The liner shipping industry is currently involved in a dynamic series of major changes – occasionally bordering on the chaotic – as it adjusts to the financially challenging market situation that has existed for the past several years and is likely to continue for several more. Not just in U.S. trades, but globally. Following the world-wide recession of late 2008 through 2009, the growth in international trade has been slower than the on-going expansion of liner fleets. Carriers’ revenues have been negatively affected. To reduce costs and enhance efficiencies, carriers are ordering larger, fuel-efficient vessels that can provide economies of scale and lower fuel costs. The expense and risk of investing in and operating these huge vessels, coupled with the lines’ expansive service networks, could easily have led to significant merger and acquisition activity – and, thereby, resulted in greater market concentration. That has not happened. Instead the lines established cost-reducing, multi-carrier, operational agreements, informally known as “alliances,” that preserve the member lines’ independent marketing and pricing. Significantly, such market concentration did not occur as these agreements were required to be filed, reviewed, and monitored by the Commission in order to operate.

In addition, many lines cut costs by exiting unprofitable, non-core businesses. In particular, they have largely divested their truck chassis assets – the trailers used to carry ocean containers between seaports and inland distribution centers, warehouses and rail heads. What chassis ownership and provisioning to its customers will ultimately look like is still a work-in-progress.

Given China’s slowing economic growth, the precarious financial situation in Europe, and the poor GDP growth forecasts for some of Latin America’s largest economies, the lines are expected to continue to face market-driven revenue pressures – despite the reduction in their fuel costs from low oil prices. In short, incentives for alliances to intensify their operational cooperation – and concerns about the competitive consequences – are unlikely to diminish soon.

The Commission has had, and will continue to have, multiple roles with respect to these on-going industry changes. We evaluate the potential effects of the new, large, multi-carrier alliances and closely monitor their competitive behavior once they take effect so that the Commission can react early to adverse changes if necessary.

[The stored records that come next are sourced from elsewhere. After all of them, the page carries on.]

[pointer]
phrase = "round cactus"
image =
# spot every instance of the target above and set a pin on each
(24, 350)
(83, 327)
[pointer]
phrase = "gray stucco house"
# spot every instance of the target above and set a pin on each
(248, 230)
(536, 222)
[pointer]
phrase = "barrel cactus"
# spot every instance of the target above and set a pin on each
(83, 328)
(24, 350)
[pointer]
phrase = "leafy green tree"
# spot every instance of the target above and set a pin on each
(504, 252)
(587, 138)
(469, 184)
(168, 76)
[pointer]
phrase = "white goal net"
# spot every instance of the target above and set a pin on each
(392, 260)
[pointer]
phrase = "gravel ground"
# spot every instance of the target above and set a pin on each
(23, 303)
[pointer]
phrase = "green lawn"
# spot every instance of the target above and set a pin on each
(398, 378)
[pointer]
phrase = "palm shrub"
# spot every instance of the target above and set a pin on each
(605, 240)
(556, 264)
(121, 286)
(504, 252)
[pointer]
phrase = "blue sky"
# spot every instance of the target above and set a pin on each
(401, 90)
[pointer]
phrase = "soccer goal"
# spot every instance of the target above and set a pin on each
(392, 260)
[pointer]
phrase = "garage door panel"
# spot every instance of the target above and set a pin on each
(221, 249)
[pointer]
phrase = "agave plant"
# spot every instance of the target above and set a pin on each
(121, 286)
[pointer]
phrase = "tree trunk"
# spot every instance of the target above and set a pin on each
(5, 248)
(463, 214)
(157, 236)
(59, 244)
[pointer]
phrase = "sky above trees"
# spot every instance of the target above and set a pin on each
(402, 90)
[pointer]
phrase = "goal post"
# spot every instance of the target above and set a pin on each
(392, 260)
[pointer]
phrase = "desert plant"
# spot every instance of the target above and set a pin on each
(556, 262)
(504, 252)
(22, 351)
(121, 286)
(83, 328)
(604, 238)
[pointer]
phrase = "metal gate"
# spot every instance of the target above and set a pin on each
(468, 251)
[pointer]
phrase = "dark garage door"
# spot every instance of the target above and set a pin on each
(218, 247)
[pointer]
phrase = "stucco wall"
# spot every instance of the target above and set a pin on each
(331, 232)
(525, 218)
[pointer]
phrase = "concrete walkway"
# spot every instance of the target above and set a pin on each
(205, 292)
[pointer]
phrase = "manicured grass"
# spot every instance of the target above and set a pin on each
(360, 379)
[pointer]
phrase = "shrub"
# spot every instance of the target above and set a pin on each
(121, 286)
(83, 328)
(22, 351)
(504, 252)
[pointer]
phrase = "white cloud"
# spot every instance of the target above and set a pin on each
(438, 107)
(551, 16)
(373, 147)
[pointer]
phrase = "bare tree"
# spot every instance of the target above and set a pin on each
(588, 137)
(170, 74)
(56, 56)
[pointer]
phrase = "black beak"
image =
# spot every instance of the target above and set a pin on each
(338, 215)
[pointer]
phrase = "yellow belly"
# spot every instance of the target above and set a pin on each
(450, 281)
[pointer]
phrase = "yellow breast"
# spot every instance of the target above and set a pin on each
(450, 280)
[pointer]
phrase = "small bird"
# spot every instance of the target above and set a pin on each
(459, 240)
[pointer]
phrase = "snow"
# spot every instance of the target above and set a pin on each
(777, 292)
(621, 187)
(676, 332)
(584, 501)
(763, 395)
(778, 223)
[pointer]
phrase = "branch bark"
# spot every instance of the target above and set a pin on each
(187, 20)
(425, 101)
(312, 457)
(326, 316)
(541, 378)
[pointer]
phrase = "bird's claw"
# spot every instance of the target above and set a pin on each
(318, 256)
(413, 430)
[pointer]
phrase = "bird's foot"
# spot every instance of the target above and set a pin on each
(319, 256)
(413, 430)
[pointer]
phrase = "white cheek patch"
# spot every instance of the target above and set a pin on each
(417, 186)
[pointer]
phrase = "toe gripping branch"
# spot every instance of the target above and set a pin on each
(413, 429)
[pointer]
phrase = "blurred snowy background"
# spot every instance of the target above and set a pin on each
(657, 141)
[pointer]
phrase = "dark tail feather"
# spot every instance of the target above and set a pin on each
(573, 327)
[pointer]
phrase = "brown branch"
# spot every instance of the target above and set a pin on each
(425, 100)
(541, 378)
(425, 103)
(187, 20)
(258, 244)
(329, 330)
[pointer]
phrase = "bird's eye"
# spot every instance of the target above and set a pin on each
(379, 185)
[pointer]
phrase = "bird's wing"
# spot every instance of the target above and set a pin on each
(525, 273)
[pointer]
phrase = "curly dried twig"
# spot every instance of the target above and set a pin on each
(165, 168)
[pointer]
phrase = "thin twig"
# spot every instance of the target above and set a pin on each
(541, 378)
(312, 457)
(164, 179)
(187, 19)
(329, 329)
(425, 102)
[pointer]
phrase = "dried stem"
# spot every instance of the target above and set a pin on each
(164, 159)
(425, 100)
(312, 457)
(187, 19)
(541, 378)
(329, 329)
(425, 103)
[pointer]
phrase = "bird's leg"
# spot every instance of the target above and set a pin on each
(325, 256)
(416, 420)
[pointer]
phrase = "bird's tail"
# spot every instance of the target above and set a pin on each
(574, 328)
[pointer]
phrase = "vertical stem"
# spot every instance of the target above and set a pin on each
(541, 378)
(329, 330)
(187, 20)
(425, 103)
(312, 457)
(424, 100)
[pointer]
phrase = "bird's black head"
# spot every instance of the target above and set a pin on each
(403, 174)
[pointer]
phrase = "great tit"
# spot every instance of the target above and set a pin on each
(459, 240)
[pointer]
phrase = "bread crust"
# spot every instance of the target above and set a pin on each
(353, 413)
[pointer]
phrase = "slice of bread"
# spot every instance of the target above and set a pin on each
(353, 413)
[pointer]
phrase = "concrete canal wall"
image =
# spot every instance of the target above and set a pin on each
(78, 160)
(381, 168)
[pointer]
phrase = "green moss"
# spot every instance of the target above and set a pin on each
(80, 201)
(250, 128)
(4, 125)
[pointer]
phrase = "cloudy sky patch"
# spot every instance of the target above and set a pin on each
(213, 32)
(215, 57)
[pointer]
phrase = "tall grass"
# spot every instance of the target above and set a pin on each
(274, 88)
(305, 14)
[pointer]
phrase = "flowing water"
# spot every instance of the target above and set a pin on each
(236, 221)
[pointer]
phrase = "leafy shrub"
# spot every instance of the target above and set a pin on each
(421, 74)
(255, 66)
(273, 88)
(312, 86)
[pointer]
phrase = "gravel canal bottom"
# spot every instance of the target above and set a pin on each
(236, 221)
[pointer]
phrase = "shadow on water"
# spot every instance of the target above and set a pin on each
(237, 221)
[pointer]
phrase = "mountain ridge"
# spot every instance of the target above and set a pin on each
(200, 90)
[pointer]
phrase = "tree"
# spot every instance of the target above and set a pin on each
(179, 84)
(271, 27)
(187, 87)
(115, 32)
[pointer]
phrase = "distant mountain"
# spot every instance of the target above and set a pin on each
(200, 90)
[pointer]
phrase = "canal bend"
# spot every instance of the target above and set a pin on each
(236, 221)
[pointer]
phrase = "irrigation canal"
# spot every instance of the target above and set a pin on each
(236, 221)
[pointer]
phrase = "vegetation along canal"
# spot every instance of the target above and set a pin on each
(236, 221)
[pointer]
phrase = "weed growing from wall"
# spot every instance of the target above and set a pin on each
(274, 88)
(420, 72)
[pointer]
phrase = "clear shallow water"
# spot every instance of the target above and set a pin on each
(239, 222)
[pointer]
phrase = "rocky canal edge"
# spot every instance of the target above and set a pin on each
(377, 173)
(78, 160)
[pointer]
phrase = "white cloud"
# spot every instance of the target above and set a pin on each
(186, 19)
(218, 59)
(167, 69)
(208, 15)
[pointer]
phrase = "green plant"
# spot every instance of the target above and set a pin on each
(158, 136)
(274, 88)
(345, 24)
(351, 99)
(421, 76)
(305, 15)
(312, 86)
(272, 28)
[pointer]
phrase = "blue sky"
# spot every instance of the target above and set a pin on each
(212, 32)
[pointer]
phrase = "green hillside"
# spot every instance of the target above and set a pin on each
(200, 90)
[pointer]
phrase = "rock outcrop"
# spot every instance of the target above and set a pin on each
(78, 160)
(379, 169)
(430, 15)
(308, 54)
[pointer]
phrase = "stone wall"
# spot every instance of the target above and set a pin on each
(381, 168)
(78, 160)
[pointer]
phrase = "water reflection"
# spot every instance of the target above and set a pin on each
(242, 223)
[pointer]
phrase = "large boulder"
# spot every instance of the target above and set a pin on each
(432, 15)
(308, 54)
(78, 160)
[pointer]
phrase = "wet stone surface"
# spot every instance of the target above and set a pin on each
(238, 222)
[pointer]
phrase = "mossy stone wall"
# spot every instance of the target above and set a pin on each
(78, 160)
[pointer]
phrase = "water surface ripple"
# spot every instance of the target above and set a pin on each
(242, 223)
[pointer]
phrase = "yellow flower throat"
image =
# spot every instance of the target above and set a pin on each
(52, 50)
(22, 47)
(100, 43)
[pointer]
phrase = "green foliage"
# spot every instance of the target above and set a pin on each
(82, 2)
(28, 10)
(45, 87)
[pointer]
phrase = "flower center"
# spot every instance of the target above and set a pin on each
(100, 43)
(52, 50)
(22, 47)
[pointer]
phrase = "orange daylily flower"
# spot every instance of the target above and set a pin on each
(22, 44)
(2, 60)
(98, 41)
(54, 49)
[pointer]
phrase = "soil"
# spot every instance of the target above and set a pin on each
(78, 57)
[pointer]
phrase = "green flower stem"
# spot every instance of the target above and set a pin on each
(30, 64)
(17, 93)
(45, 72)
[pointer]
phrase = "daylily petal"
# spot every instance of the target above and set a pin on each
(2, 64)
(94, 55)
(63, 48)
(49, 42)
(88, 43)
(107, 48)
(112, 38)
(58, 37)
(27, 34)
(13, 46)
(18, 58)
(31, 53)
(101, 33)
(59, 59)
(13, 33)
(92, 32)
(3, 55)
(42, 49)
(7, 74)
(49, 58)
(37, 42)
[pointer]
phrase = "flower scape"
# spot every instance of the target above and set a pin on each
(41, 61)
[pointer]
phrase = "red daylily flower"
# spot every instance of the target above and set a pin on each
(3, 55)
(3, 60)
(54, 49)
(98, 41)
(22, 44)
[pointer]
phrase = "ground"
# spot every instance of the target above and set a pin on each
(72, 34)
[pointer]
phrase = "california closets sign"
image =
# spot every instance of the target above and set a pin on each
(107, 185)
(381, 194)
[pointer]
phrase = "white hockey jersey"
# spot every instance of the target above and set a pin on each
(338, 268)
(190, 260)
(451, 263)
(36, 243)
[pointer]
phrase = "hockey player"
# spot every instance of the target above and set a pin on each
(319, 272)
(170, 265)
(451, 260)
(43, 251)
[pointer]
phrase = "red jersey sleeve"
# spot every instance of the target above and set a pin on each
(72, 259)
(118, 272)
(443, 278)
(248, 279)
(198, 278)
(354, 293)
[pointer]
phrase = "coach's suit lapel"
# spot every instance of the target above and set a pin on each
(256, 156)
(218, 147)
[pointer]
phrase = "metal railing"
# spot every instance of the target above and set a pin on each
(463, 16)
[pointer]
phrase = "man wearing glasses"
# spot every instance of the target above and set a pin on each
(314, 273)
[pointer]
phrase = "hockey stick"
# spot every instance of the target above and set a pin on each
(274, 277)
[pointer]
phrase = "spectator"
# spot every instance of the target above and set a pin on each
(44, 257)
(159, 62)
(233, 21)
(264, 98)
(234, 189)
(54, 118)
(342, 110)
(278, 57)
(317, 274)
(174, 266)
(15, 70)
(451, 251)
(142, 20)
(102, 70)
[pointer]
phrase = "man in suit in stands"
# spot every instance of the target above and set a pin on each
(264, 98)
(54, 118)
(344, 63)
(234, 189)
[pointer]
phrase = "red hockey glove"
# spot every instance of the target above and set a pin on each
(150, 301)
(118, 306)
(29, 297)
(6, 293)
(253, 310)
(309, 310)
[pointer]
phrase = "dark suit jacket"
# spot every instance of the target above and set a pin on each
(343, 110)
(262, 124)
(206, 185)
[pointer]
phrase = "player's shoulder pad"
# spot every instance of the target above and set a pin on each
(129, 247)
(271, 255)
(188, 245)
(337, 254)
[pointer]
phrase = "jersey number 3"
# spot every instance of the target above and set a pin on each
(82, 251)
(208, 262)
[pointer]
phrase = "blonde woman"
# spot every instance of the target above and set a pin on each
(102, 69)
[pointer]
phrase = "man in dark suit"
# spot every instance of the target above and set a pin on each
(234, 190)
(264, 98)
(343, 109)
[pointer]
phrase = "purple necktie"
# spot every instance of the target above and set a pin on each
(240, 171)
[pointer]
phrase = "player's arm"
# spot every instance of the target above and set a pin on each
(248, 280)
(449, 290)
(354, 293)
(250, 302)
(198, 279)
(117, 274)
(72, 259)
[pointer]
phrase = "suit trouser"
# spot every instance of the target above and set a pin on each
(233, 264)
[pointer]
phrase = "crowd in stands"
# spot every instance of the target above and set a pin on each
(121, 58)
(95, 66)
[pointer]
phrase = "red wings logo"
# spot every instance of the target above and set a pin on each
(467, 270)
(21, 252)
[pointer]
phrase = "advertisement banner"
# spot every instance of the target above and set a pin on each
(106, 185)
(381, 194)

We also oversee agreements under which various stakeholder organizations work out ways to ensure that enough chassis are available at U.S. ports when and where they are needed, and discuss other steps to help reduce marine terminal congestion. FMC staff also works with shippers, truckers, and other affected parties to help them address issues related to shipment delays and associated charges which result in increased and/or unforeseen costs.

As you may be aware, congestion at U.S. ports has increased significantly which negatively impacts our import and export communities. The Commission has been involved in pro-active outreach efforts to reduce the likelihood of future port-related congestion. We are working with our nation’s ports, shippers, trucking companies, and carriers to identify likely problem issues and encourage cooperative efforts among those stakeholders to mitigate or correct them. In light of the challenges related to alliances, the Commission has engaged with its fellow global regulators, the European Commission and the Chinese Ministry of Transportation, to exchange views on the global liner industry. That outreach process began with the Global Regulatory Summit in December 2013. A second discussion is being planned for this summer.

If confirmed, I look forward to working with the Committee to ensure that our nation benefits from a fair, efficient and competitive ocean transportation system.

Thank you for your consideration. I will be happy to answer any questions you may have.